Archive for October, 2006

The Oral Interpreting Exam has been taken

October 28, 2006

My appointment for the Oral Interpreting Exam for the Certification of Court Interpreters was earlier this morning. How did I do? Honestly?

I have no idea. I left the examination site in a combination of an euphoric state and a shell-shocked one.

I still can’t believe it. And I don’t get to find out the results until December. I don’t even know if it is early December or late December.

But at least I can now watch TV without practicing my simultaneous translation skills. “¡No… debo.. comerle.. el… cerebro… a.. mi hijo!“.

No, I am not translating that. I am not on the clock.

I got credit!

October 24, 2006

So, for no good reason, I use Google to search myself. Among the sites that list my name, KidAngel Foundation, a nonprofit for which I volunteered my translation services has listed my name and given me credit for my work.

Newcomers to the translation industry may consider volunteering their translation services. Let’s forget for a minute that it will give you valuable experience. It also entails feeling good about doing good work, .

Practicing for the exam

October 19, 2006

My oral exam for certification as a court interpreter is in 9 days. Nine days of practicing, studying, and worrying, worrying, worrying.

I have had some practice sessions for consecutive translations during the past few days. I have noticed how often my hands want to participate in the translation process. I have to remind myself that I am not competing in a charades tournament.

I am also studying my glossary and learning all sorts of vulgar terms for bodily functions and the like. It is hard to believe that studying all these cusswords is a valid use for my time.

Things I need to worrry about, things I don’t

October 13, 2006

Things I worry about that I probably shouldn’t:

  • The conclusions to which other people arrive when they see me.
  • The prospect of nerves overcoming me at the oral interpreter test and making me vomit all over the judging panel.

Things I don’t worry about even though I should:

  • Making sure I take the time to study for the test.
  • Doing the laundry so that not a single member of my household is forced to go to work/school wearing a Halloween costume even though it is not Halloween.
  • That my larder contains food that could actually be used for cooking a meal. No, chips and salsa do not count.

Nine hundred and ninety-nine pieces

October 4, 2006

This was not the post I wanted to write.

I wanted the cyber equivalent of a dance of joy. As I found out yesterday, the score on my written test (passing is 70%; I scored 95%) qualified me to take the oral test for court interpreters later this month.

After doing an Internet search, I found an article with tips for preparing for the oral test. It consists of three parts: sight translation, consecutive translation, and simultaneous translation. The article suggested reading news and practicing translating these. So far, so good.

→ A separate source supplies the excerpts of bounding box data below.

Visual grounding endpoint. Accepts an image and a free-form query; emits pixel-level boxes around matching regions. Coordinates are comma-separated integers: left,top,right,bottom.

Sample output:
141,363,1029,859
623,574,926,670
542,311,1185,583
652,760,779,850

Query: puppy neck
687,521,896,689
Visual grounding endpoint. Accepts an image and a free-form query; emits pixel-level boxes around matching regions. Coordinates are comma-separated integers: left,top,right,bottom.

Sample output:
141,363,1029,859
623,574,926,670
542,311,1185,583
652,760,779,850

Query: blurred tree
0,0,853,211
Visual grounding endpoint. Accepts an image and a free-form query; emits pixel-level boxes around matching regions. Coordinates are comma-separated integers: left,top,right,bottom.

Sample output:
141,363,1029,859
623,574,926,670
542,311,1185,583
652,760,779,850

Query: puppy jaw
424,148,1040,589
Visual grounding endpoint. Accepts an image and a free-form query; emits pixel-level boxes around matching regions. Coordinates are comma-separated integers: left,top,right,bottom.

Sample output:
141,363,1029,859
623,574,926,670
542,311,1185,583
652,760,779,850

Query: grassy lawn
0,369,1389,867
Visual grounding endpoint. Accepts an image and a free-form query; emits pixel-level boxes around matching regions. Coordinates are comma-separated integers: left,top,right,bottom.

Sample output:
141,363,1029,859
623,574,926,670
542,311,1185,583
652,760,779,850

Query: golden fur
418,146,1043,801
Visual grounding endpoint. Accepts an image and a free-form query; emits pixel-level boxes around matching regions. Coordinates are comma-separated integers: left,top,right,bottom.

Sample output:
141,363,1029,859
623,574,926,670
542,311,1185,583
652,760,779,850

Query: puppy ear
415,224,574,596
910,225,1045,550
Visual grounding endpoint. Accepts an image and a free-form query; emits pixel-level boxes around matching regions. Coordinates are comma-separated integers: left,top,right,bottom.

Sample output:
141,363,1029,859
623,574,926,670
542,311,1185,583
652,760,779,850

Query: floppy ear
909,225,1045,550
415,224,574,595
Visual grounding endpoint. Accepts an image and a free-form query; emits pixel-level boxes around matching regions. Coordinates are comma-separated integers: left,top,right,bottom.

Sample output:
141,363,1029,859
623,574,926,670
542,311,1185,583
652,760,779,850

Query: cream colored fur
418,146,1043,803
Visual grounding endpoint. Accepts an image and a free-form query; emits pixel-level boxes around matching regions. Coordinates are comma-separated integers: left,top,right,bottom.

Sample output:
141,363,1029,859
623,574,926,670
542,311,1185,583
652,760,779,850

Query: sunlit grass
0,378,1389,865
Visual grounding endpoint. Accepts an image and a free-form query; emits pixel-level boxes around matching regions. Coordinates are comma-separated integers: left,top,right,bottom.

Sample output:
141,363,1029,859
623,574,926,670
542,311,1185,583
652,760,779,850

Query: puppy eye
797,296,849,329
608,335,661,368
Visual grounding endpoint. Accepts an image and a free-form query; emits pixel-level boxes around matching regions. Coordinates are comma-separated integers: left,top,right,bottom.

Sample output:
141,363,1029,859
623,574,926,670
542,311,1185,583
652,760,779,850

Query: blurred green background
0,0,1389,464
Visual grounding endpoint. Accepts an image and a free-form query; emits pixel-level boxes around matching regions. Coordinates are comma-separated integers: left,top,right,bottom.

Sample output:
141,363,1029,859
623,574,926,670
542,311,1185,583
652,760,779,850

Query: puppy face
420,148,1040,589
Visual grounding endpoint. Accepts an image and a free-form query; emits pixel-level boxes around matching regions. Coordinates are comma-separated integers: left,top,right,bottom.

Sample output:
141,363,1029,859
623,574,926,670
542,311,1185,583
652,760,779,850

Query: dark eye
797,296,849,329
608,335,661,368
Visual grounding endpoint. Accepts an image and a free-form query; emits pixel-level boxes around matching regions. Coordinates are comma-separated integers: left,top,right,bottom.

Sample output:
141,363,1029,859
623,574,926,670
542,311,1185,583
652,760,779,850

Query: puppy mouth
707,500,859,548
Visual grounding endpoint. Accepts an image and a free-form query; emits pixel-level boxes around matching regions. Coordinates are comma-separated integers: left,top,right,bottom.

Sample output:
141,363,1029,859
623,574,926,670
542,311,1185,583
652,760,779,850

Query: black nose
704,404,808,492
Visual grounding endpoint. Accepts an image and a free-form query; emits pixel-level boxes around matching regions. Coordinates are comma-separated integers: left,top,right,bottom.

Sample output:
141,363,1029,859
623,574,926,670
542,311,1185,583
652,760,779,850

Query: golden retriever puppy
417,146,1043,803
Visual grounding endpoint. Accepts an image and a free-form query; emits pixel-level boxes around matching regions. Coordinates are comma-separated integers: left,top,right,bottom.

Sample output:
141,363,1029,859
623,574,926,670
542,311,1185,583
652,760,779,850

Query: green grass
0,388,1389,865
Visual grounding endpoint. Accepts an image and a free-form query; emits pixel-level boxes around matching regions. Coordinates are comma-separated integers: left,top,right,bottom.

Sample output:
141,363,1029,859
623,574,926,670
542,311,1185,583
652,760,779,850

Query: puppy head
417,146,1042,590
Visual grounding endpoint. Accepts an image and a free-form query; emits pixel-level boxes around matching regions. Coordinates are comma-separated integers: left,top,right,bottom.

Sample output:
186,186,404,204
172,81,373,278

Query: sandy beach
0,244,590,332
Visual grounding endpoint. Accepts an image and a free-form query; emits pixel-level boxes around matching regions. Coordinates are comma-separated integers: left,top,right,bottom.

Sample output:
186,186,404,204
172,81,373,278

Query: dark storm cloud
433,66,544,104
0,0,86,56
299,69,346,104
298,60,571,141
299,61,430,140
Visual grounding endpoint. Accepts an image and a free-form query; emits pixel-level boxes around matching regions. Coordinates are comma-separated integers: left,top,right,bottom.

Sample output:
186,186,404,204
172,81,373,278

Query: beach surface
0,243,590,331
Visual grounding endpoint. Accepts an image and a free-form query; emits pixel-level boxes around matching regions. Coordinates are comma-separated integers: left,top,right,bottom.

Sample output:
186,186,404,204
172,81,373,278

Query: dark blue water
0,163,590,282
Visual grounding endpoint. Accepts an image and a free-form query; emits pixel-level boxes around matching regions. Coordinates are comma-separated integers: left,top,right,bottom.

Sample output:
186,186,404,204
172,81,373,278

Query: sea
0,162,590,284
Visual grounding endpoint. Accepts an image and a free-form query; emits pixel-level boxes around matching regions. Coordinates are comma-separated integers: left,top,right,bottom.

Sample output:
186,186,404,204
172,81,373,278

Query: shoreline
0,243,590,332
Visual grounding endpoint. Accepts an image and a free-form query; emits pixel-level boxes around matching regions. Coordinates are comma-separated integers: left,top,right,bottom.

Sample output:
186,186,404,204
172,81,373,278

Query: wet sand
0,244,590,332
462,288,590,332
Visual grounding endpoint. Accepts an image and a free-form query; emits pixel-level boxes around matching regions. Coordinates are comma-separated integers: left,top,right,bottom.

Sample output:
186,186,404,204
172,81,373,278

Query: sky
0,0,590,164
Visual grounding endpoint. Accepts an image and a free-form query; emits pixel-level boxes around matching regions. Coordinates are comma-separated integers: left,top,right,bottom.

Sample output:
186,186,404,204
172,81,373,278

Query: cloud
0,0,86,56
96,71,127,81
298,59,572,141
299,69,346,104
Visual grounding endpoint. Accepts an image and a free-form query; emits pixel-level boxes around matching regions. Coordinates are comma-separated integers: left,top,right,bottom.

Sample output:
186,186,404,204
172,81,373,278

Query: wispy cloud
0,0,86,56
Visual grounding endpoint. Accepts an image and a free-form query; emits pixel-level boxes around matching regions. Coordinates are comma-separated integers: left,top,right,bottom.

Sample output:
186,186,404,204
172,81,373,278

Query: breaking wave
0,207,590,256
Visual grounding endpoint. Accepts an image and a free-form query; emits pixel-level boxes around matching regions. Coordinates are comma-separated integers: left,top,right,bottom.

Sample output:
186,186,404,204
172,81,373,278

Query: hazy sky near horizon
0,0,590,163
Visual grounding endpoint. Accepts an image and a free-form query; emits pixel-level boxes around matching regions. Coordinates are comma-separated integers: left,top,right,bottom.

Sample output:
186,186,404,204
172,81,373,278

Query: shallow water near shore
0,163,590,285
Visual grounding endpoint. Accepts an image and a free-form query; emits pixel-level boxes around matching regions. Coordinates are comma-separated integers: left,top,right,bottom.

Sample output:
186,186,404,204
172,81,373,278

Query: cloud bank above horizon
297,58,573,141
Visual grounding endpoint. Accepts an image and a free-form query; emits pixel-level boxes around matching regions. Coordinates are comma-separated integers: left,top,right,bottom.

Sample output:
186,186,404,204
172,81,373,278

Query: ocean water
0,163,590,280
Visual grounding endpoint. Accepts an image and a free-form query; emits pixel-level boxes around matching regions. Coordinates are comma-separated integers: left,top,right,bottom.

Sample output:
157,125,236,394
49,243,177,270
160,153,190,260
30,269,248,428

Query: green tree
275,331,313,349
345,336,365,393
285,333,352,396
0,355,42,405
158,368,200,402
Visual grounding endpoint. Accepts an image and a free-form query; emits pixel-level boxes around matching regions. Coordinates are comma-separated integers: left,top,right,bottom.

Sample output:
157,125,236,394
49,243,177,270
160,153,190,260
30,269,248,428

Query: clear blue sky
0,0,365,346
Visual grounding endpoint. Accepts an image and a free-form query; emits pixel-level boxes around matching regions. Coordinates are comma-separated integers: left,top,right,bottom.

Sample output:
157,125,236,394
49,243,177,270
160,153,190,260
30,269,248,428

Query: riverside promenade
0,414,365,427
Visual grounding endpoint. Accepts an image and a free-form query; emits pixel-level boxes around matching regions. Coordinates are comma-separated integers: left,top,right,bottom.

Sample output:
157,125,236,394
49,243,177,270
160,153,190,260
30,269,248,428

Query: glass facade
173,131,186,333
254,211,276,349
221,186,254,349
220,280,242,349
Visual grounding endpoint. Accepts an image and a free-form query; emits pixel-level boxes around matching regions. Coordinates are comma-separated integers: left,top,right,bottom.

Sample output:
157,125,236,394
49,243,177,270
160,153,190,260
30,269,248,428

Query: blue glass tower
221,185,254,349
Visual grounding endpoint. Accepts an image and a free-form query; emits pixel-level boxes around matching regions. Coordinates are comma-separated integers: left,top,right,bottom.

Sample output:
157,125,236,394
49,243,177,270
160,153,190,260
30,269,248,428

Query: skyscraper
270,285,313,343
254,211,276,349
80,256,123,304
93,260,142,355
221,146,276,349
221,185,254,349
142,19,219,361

So, I log on to cnn.com. By now, we all now that on Monday, a truck driver went into a one-room schoolhouse in an Amish community and shot several young schoolgirls. For some reason, I logged on to an interview with an official describing the events. And I tried to interpret, in a simultaneous fashion, the way the articles describe. If you find a word you don’t understand, skip it and move on. Don’t add, don’t leave out information. Be professional and keep an emotional distance.

Even if your heart breaks into 999 pieces.